Every artist has his or her share of hits and misses in the course of a career. Claude Monet (1840-1926) is said to have burned many paintings he considered unsuccessful. In my opinion there are still really great as well as so-so Monets to be seen.

One of the really great ones resides in the Dayton Art Institute. “Waterlillies” (1903, 40”x32”, oil on canvas) is a flat out home run of a painting. Here we see Monet at the very peak of his powers. It’s one of the best Impressionist paintings as it embodies so much that was good about the style. The color is radiant, exquisite but very subtle at the same time. The handling is full of beautiful marks and luscious brushwork. A series of lily pads climb a diagonal to the top register of the painting. A delicate “fringe” or tapestry of branches, hang from the upper left quadrant.

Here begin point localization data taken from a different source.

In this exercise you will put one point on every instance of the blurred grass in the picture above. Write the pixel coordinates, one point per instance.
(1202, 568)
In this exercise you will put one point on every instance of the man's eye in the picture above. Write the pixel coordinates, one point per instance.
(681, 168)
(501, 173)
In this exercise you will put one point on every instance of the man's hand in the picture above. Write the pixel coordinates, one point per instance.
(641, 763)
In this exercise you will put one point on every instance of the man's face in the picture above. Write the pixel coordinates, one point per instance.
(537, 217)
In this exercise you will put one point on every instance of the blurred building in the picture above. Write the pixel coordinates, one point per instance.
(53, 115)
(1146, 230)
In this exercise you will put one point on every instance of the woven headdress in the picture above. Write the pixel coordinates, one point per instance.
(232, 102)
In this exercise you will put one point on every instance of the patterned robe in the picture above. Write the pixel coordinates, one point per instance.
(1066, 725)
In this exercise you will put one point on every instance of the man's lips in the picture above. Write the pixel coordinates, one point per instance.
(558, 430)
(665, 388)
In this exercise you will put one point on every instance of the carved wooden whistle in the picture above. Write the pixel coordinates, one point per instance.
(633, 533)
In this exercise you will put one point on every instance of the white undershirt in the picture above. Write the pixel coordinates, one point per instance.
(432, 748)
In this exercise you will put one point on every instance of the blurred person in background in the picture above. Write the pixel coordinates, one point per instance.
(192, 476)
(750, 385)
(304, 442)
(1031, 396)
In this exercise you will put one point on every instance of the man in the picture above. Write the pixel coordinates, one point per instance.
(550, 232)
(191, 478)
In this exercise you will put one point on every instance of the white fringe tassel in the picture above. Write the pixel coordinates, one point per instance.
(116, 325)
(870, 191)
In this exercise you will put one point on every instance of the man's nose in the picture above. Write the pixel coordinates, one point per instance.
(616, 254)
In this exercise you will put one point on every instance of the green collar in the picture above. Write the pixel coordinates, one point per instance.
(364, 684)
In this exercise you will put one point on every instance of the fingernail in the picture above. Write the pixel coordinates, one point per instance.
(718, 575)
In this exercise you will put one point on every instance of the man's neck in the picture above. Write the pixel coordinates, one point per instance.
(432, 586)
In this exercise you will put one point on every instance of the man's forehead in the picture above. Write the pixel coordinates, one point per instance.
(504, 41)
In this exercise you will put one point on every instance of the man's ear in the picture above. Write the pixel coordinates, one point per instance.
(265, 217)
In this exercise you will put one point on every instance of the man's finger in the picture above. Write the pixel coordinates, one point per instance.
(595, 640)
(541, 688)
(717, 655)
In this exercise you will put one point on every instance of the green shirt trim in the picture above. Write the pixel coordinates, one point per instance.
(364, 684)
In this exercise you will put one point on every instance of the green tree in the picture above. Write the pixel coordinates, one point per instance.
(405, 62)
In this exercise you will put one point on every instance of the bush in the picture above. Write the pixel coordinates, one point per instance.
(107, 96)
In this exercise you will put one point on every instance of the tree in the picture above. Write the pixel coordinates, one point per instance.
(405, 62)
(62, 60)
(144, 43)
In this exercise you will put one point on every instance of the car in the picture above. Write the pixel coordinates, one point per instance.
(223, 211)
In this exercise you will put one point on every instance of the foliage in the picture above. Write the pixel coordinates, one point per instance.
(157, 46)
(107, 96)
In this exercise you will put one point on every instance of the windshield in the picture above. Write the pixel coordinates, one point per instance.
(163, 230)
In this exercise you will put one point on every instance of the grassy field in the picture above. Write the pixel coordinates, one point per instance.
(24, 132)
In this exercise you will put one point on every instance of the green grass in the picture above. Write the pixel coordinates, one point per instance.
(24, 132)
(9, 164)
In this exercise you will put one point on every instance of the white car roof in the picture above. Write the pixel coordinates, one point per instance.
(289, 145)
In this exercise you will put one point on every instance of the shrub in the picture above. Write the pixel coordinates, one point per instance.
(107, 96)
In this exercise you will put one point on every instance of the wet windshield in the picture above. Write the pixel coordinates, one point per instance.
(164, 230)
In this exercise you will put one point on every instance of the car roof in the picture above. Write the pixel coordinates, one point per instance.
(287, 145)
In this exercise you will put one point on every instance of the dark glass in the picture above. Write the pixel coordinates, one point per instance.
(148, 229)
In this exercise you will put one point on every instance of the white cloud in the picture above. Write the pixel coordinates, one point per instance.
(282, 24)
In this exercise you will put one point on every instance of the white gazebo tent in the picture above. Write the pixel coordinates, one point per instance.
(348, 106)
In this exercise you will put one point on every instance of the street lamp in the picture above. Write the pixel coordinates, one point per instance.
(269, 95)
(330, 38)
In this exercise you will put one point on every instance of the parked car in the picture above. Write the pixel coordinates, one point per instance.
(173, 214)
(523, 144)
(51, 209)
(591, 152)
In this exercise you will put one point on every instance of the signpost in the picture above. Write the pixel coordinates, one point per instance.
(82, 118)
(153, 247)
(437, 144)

In many ways this is a very modern painting. Most of the usual landscape references, such as a horizon, sky, ground plane are barely acknowledged or ignored altogether. The sky is seen only as a reflection in the water. This is meditation on a quiet pond on a summer’s day, and it pulls one into its reverie. The flatness of the pattern and unusual perspective is a reference to the newly seen Japanese woodblock prints. The fields of subtle shifting color presage more non-objective painting by some fifty years. In fact Money was one historic artist that the American Abstract Expressionist painters of the 1950s revered.

The Dayton Art Institute is one of Ohio’s finest Art Museums, chock full of fabulous treasures. This painting alone is worth the trip.